A Justiça encerrou, na semana passada, processos de execução fiscal movidos pela Prefeitura que envolviam valores inferiores a R$ 10 mil.
Conforme informações publicadas no Diário da Justiça, foram registradas quase 270 extinções sem análise do mérito da cobrança. As medidas seguem diretriz definida pelo STF (Supremo Tribunal Federal) e pelo CNJ (Conselho Nacional de Justiça) para reduzir o elevado volume de execuções fiscais, considerado um dos principais fatores de congestionamento processual no Poder Judiciário.
De acordo com a Resolução nº 547 do CNJ, existem meios mais eficazes e ágeis para que as prefeituras realizem a cobrança de devedores de impostos, como o protesto em cartório. As regras para a extinção desses processos foram estabelecidas em 2024. Na época, o TJMS (Tribunal de Justiça de Mato Grosso do Sul) definiu normas locais para adequar a aplicação da medida e justificar a necessidade de reduzir o volume de ações fiscais em tramitação.
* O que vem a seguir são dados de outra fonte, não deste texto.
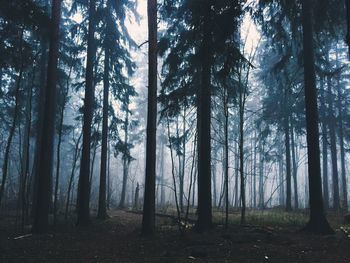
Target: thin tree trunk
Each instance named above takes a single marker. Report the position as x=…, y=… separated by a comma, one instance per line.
x=333, y=147
x=318, y=222
x=148, y=219
x=295, y=170
x=324, y=145
x=59, y=142
x=126, y=162
x=102, y=212
x=204, y=221
x=44, y=176
x=83, y=198
x=71, y=178
x=288, y=166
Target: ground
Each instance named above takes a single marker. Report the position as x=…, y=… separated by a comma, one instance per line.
x=118, y=240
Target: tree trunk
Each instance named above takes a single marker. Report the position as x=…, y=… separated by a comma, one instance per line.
x=241, y=155
x=288, y=166
x=102, y=211
x=204, y=221
x=126, y=162
x=295, y=170
x=71, y=178
x=261, y=175
x=324, y=145
x=58, y=149
x=318, y=222
x=226, y=114
x=342, y=151
x=83, y=198
x=333, y=147
x=148, y=219
x=44, y=176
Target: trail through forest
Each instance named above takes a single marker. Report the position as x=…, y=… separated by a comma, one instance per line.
x=118, y=240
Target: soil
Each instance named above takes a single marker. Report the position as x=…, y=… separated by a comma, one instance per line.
x=118, y=240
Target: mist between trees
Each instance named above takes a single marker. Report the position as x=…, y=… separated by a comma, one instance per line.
x=225, y=106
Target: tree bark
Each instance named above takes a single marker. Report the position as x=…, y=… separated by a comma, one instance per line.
x=295, y=170
x=333, y=147
x=288, y=166
x=102, y=209
x=318, y=222
x=44, y=176
x=148, y=219
x=83, y=198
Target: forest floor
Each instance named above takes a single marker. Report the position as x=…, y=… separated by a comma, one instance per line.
x=118, y=240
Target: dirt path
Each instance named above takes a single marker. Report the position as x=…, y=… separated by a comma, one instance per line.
x=118, y=240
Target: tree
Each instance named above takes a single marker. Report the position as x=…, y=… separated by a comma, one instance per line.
x=41, y=221
x=317, y=222
x=83, y=200
x=148, y=218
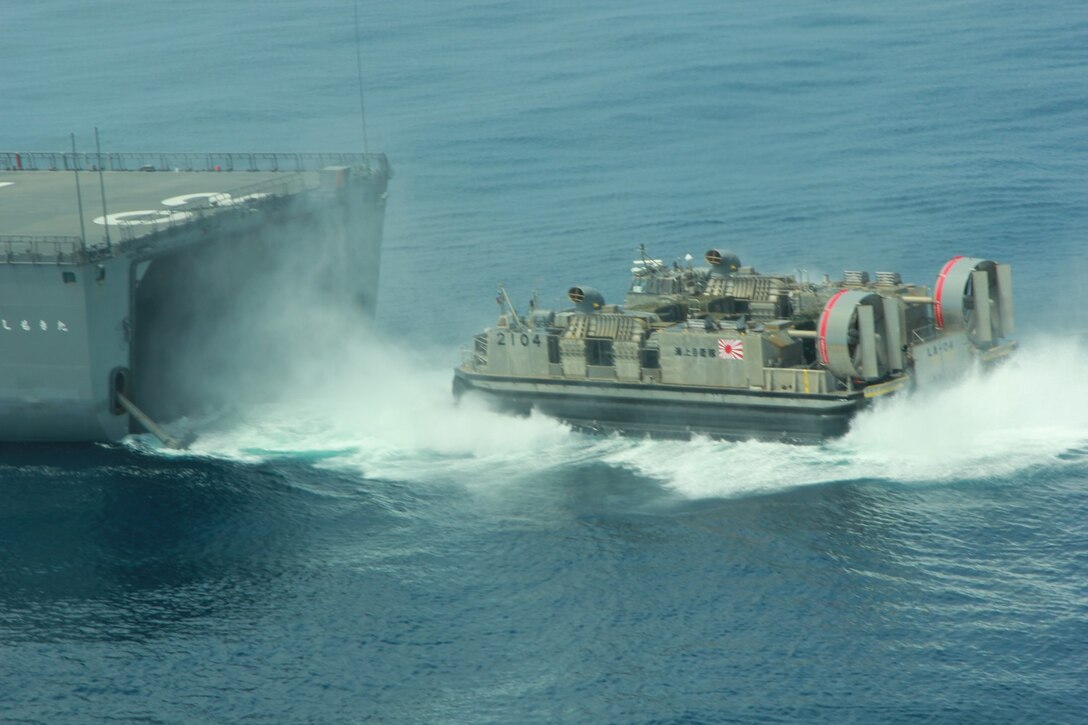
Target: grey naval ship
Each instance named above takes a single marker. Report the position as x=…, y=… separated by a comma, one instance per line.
x=727, y=352
x=110, y=263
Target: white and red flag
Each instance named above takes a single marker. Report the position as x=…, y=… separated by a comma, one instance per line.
x=731, y=349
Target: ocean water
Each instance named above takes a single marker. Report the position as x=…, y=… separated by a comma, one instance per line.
x=349, y=547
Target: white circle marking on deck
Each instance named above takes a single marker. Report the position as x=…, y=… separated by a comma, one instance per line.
x=143, y=217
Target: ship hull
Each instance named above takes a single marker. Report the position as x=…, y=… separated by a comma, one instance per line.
x=669, y=410
x=139, y=303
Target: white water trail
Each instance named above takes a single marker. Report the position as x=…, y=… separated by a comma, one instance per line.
x=1028, y=413
x=386, y=412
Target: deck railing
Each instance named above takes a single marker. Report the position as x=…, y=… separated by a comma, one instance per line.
x=185, y=161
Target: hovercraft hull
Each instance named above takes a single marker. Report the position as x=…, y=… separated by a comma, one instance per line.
x=670, y=410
A maior parte dessas dívidas envolvia valores inferiores a R$ 10 mil, representando uma parcela mínima do total das ações em tramitação.
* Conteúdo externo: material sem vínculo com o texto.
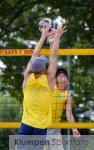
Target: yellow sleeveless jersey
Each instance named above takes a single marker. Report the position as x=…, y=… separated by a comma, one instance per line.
x=58, y=104
x=37, y=102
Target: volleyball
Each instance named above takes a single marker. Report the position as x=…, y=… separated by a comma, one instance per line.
x=45, y=21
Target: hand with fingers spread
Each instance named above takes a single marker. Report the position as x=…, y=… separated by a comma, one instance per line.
x=60, y=30
x=45, y=30
x=76, y=133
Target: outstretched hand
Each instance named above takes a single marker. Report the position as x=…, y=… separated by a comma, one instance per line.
x=45, y=30
x=60, y=30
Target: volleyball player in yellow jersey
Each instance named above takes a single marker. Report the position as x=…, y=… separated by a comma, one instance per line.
x=38, y=85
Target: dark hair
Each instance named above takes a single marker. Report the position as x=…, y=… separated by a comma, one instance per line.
x=62, y=70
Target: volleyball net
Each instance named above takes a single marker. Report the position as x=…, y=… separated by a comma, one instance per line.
x=79, y=64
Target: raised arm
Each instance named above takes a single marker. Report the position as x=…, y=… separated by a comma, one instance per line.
x=54, y=49
x=44, y=35
x=70, y=117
A resolução prevê a possibilidade de extinção das execuções fiscais de valor inferior a R$ 10 mil, considerado o montante existente na data do ajuizamento da ação, quando o processo estiver há mais de um ano sem movimentação útil e não houver localização do devedor ou de bens passíveis de penhora.
O edital também informou que o Tribunal de Justiça reuniu representantes das procuradorias municipais para que tomassem conhecimento das mudanças e pudessem se planejar diante das novas regras para as execuções fiscais. Em Campo Grande, a prefeitura mantém a possibilidade de renegociação permanente do IPTU (Imposto Predial e Territorial Urbano), com descontos sobre multas e juros para pagamento à vista ou parcelamento em até cinco vezes.
Nas decisões, constam motivos que vão desde a ausência de movimentações recentes capazes de resultar na quitação do débito até irregularidades processuais, como problemas na CDA (Certidão de Dívida Ativa), documento que fundamenta a cobrança judicial de débitos tributários.
Segundo o CTN (Código Tributário Nacional), a certidão deve conter informações essenciais, como a identificação do devedor e de eventuais corresponsáveis, o valor da dívida e a forma de cálculo dos juros, a origem e a natureza do crédito, a data da inscrição e, quando houver, o número do processo administrativo que deu origem à cobrança.
Também houve extinções a pedido da Procuradoria Municipal em razão da existência de acordos celebrados com contribuintes para a quitação dos tributos devidos.
As extinções recentes publicadas pela Justiça são assinadas por diversos juízes que atuam para reduzir o volume de processos em tramitação.